1894. Chicago Advance, 3 May. A menace, a nuisance all along the line of their *trampage.
1897. Plantation Missionary (Oberlin, Ohio), Dec. The poor [may be] rescued from pauperism, trampage and crime.
1868. Preston Chron., 30 May, 6/3. Travelling straight to a town, according to the geography of *trampdom, often means going as crookedly to it as possible.
1895. Century Mag., Oct., 945/1. The love of liquor brings more men and women into trampdom.

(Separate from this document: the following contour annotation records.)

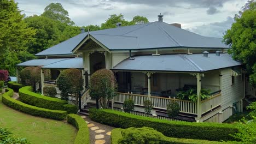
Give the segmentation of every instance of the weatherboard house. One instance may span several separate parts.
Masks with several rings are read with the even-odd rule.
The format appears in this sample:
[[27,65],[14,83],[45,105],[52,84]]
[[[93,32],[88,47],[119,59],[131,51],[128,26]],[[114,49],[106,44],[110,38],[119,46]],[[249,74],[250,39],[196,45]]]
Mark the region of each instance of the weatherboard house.
[[[122,109],[128,99],[135,101],[135,112],[143,113],[143,101],[150,99],[152,114],[166,117],[167,104],[178,102],[181,119],[222,122],[234,112],[242,111],[247,80],[242,64],[226,53],[222,39],[203,37],[183,29],[178,23],[159,21],[130,26],[85,32],[45,50],[38,59],[17,66],[38,66],[51,70],[51,81],[42,87],[55,87],[63,69],[77,68],[84,77],[80,111],[95,103],[86,88],[91,75],[106,68],[114,72],[118,93],[112,107]],[[18,75],[19,75],[18,74]],[[180,91],[196,91],[196,101],[179,99]],[[212,95],[201,100],[202,88]],[[60,93],[60,91],[58,91]]]

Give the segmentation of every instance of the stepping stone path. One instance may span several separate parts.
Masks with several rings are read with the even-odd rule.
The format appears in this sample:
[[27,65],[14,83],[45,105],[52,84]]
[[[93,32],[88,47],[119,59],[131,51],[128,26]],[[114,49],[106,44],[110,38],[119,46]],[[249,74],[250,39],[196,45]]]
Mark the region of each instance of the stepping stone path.
[[91,121],[84,116],[80,116],[85,119],[90,128],[90,136],[91,144],[110,144],[111,127]]

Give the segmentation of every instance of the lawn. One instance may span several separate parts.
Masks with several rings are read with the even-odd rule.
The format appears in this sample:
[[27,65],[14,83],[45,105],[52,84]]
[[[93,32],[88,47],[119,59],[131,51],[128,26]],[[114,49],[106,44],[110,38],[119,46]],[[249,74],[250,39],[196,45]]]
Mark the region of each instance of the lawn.
[[14,137],[27,138],[32,144],[73,143],[77,132],[68,123],[14,110],[2,103],[1,94],[0,127],[7,128]]

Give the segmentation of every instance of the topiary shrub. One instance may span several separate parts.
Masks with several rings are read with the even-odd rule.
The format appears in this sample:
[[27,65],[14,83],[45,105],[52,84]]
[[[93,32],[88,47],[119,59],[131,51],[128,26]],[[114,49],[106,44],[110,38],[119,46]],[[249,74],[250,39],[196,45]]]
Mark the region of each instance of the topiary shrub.
[[77,113],[78,111],[77,106],[71,104],[66,104],[63,105],[63,110],[66,111],[68,113]]
[[179,112],[179,105],[177,101],[171,101],[167,104],[166,112],[168,116],[171,118],[178,116]]
[[97,108],[98,101],[104,109],[108,108],[107,104],[117,95],[117,85],[113,71],[100,69],[94,73],[90,80],[89,93],[96,100]]
[[131,112],[134,109],[134,101],[132,99],[126,100],[124,101],[123,107],[125,112]]
[[67,116],[67,113],[65,111],[38,107],[11,98],[13,95],[13,90],[10,88],[7,88],[6,90],[7,92],[3,94],[2,102],[13,109],[33,116],[50,118],[57,120],[63,120]]
[[57,86],[61,91],[61,98],[68,100],[68,94],[75,95],[76,104],[78,104],[79,96],[83,90],[83,77],[80,70],[67,69],[61,72],[57,79]]
[[153,104],[149,100],[144,101],[144,109],[147,114],[149,114],[153,109]]
[[[161,136],[160,139],[155,140],[155,141],[152,141],[151,137],[156,137],[155,134],[156,134],[157,136],[161,136],[161,133],[156,131],[155,130],[152,130],[147,127],[143,127],[142,128],[133,129],[133,130],[131,130],[130,128],[126,129],[123,129],[120,128],[114,129],[111,131],[111,144],[118,144],[120,143],[118,141],[123,140],[123,142],[121,143],[161,143],[161,144],[231,144],[236,143],[235,142],[218,142],[214,141],[207,141],[207,140],[194,140],[194,139],[178,139],[174,137],[170,137],[163,136]],[[142,131],[141,133],[138,133],[138,131]],[[150,132],[149,132],[150,131]],[[126,135],[131,135],[130,137],[127,137],[126,136],[124,136],[123,135],[125,133]],[[147,133],[147,135],[144,135],[144,134]],[[141,140],[142,141],[139,141]],[[148,140],[150,140],[150,142],[148,143]],[[132,143],[133,142],[133,143]],[[240,143],[237,142],[237,143]]]
[[25,68],[20,73],[21,84],[31,86],[33,91],[36,91],[36,84],[41,81],[40,68],[34,67]]
[[8,80],[9,73],[7,70],[0,70],[0,81],[6,81]]
[[43,92],[44,95],[55,97],[57,94],[57,89],[54,87],[44,87]]
[[3,88],[4,85],[4,81],[0,80],[0,93],[2,93],[2,88]]
[[75,114],[69,114],[67,117],[67,122],[78,129],[74,143],[89,144],[89,131],[85,121],[81,117]]
[[34,67],[26,67],[22,69],[20,73],[20,83],[25,86],[31,85],[31,73]]
[[89,117],[93,121],[115,128],[150,127],[166,136],[172,137],[218,141],[237,140],[231,136],[238,132],[236,124],[171,121],[109,109],[91,109]]
[[130,128],[121,132],[123,137],[118,141],[123,143],[160,143],[164,135],[151,128]]
[[48,92],[49,92],[49,88],[50,87],[44,87],[43,88],[43,93],[44,93],[44,95],[49,96],[48,95]]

1875. Reading Times, 24 July, 4/5. An Easton *trampess recently appeared with gold rings on her fingers and handsome earrings.
1897. Raine, Welsh Singer, 95 (E.D.D.). She was a trampess who died in John Powys barn.
1861. Sala, in Temple Bar Mag., III. 299. A *trampish woman with a tambourine.
1890. New York Sun, Feb. The depot policeman was shoving a trampish-looking man out of the place.
1893. Kansas Chief, 14 Dec., 2/2. This circular was no doubt issued for a demagogical purpose, to attach to himself [the Governor] all the elements *trampishly inclined.
1889. Harpers Mag., Nov., 831/2. The battered folding-doors trampishly lean against the walls.
1875. Vermont Watchman, 7 July, 2/3. They are tramps of the worst kind,tramps armed and organized; and if anything can be found worse than *trampism organized and armed, it is yet unknown to the world at large.
1893. Columbus (Ohio) Dispatch, 5 Sept. The plans will check idiotic processions and trampism, and men who will not work will get out of the city.
1894. in Review of Rev., May, 608/2. I make no defense of trampism nor vagabondage.